- IATA: QQP ; ICAO: KCPK; FAA LID: CPK;

Summary
- Airport type: Public
- Owner: Chesapeake Airport Authority
- Location: Chesapeake, Virginia
- Elevation AMSL: 19 ft (5.8 m)
- Coordinates: 36°39′56″N 076°19′14″W﻿ / ﻿36.66556°N 76.32056°W
- Website: ChesapeakeAirport.com

Map
- CPK Location of airport in Virginia

Runways
| Direction | Length |  | Surface |
| ft | m |
| 5/23 | 5,500 | 1,676 | Asphalt |

Statistics (2012)
- Aircraft operations: 35,361
- Based aircraft: 94
- Source: Federal Aviation Administration

= Chesapeake Regional Airport =

Chesapeake Regional Airport is a public use airport located in the city of Chesapeake, Virginia and serving the Hampton Roads area. The airport is 12 nautical miles (22 km) south of the central business district of Norfolk, Virginia. It is owned by the Chesapeake Airport Authority. Horizon Aviation is the FBO. Epix Aviation is also located on site.

Although most U.S. airports use the same three-letter location identifier for the FAA and IATA, this airport is assigned CPK by the FAA and QQP by the IATA.

== Facilities and aircraft ==
Chesapeake Regional Airport covers an area of 430 acre at an elevation of 19 feet (6 m) above mean sea level. It has one asphalt paved runway designated 5/23 which measures 5,500 by 100 feet (1,676 x 30 m).

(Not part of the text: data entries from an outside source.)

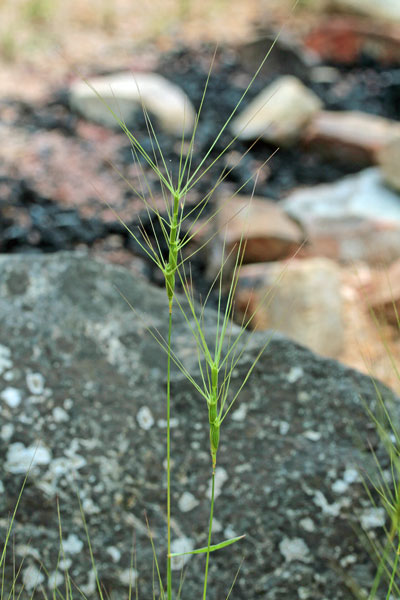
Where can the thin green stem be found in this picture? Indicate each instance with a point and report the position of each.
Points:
(209, 533)
(169, 577)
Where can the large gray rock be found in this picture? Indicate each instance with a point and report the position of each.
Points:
(83, 382)
(279, 114)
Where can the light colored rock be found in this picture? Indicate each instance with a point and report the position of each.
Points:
(355, 218)
(268, 231)
(126, 93)
(350, 135)
(379, 9)
(383, 295)
(300, 298)
(389, 162)
(279, 113)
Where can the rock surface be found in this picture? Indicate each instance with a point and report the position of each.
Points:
(300, 298)
(83, 385)
(389, 161)
(126, 93)
(279, 113)
(350, 135)
(384, 294)
(355, 218)
(268, 232)
(389, 9)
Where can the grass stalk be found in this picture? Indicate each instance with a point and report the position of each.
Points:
(209, 533)
(169, 573)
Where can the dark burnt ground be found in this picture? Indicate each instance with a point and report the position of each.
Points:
(33, 220)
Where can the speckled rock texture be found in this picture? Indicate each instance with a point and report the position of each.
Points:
(83, 382)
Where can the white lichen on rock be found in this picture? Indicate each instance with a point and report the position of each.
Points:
(20, 459)
(32, 578)
(72, 545)
(128, 577)
(240, 413)
(35, 383)
(182, 544)
(11, 396)
(294, 549)
(373, 517)
(294, 374)
(55, 580)
(59, 414)
(187, 502)
(5, 359)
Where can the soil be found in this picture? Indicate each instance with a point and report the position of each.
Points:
(56, 180)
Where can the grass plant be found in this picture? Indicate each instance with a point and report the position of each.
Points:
(216, 361)
(216, 364)
(217, 358)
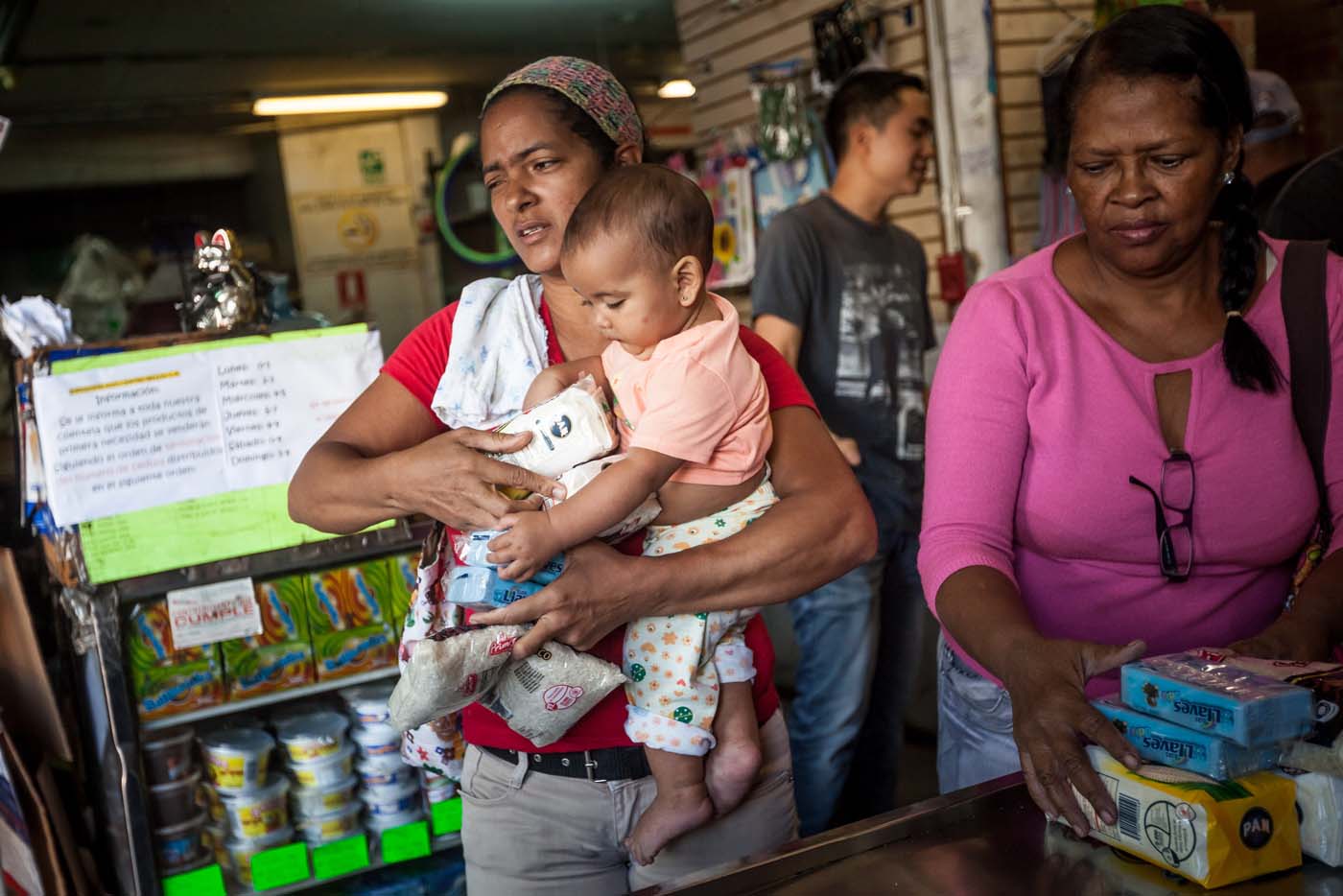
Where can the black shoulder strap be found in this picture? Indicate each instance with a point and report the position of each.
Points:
(1308, 348)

For the 12-month period ending March 30, 2012, the airport had 35,361 aircraft operations, an average of 97 per day: 96% general aviation, 3% air taxi and 1% military. At that time there were 94 aircraft based at this airport:
84% single-engine, 9% multi-engine, 4% jet, 2% ultralight and 1% helicopter.